Health Groups Give Obama Details on Cost-Cutting Measures

 An interesting letter to President Obama by industry trade groups proposing to reduce cost and achieve greater efficacy within the healthcare system. It is very high level and simply points out categories of spend that need to be attacked. The question remains – Can a fragmented group of doctors, hospitals, insurers and pharmacuetical associations come together to self impose cross entity discipline? The proof will be in the pudding.

Health Care Financial Management Association

 

In a letter to President Obama today, six healthcare groups outlined specific initiatives they said would fulfill the pledge they made a month ago to help “achieve your Administration’s goal of decreasing by 1.5 percentage points the annual health care spending growth rate—saving $2 trillion or more.” The six organizations—the American Hospital Association, American Medical Association, America’s Health Insurance Plans, Advanced Medical Technology Association, Pharmaceutical Research and Manufacturers of America, and Service Employees International Union—said that their proposed system-wide cost reductions, which “will require collaboration and good public policy,” have the potential to save $150 to $180 billion on utilization of care; $350 to $850 billion on chronic care; and $500 to $700 billion on administrative simplification and cost of doing business.

Each group presented its own initiatives to contribute to the overall cost savings.
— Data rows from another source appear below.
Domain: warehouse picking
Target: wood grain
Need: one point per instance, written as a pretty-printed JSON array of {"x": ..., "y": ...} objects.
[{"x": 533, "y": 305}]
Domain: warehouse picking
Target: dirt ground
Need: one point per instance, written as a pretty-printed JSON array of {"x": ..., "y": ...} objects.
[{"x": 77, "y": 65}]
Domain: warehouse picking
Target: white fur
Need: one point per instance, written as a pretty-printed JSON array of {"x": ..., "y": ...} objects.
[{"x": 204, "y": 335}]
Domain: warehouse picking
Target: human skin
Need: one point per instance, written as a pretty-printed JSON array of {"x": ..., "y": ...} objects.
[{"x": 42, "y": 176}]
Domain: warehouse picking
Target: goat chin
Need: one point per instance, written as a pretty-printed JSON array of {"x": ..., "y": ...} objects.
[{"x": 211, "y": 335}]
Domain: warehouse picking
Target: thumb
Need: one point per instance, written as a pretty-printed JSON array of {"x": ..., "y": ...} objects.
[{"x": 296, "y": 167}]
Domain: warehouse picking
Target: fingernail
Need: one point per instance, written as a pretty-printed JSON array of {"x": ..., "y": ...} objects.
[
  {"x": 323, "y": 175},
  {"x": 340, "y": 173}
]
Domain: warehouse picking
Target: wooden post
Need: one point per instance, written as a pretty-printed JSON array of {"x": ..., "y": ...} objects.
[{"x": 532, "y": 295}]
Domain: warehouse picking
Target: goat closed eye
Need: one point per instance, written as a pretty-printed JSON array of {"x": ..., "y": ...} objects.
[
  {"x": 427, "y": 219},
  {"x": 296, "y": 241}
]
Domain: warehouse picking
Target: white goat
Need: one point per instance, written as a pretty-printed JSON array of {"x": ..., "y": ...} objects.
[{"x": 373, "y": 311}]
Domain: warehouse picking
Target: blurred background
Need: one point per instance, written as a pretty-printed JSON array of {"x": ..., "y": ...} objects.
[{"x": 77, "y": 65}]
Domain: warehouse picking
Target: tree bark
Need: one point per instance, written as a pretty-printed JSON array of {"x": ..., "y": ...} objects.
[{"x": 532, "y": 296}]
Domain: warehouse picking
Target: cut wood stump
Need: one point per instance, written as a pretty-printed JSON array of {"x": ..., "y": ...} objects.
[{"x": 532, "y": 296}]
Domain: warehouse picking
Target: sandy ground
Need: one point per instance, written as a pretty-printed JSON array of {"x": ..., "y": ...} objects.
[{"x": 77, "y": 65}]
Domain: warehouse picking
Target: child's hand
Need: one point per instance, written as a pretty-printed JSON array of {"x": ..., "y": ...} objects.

The American Hospital Association said it was committed to designing and implementing a national “Hospitals in Pursuit of Excellence” campaign, which would focus on hospital performance improvements that “have meaningful quality improvement and associated cost savings.” Immediate cost savings could be achieved, according to the AHA, by promulgating best practices that would reduce surgical infections and complications, central line-associated blood stream infections, ventilator-associated pneumonia, catheter-associated urinary tract infections, adverse drug events, and pressure ulcers. The AHA also listed longer-term goals that hospitals would work towards, including “improving care coordination, implementing health information technology, promoting efficiency resource utilization, preventing patient falls, improving perinatal care, and reducing supply costs.”

The AHA said it would work with “other stakeholders to achieve a more efficient, effective and coordinated health care system. The future vision of such as system includes simplified and standardized public and commercial insurance processing systems, reducing the need to practice defensive medicine and enhancing the ability of practitioners and providers to integrate clinically to improve quality of care.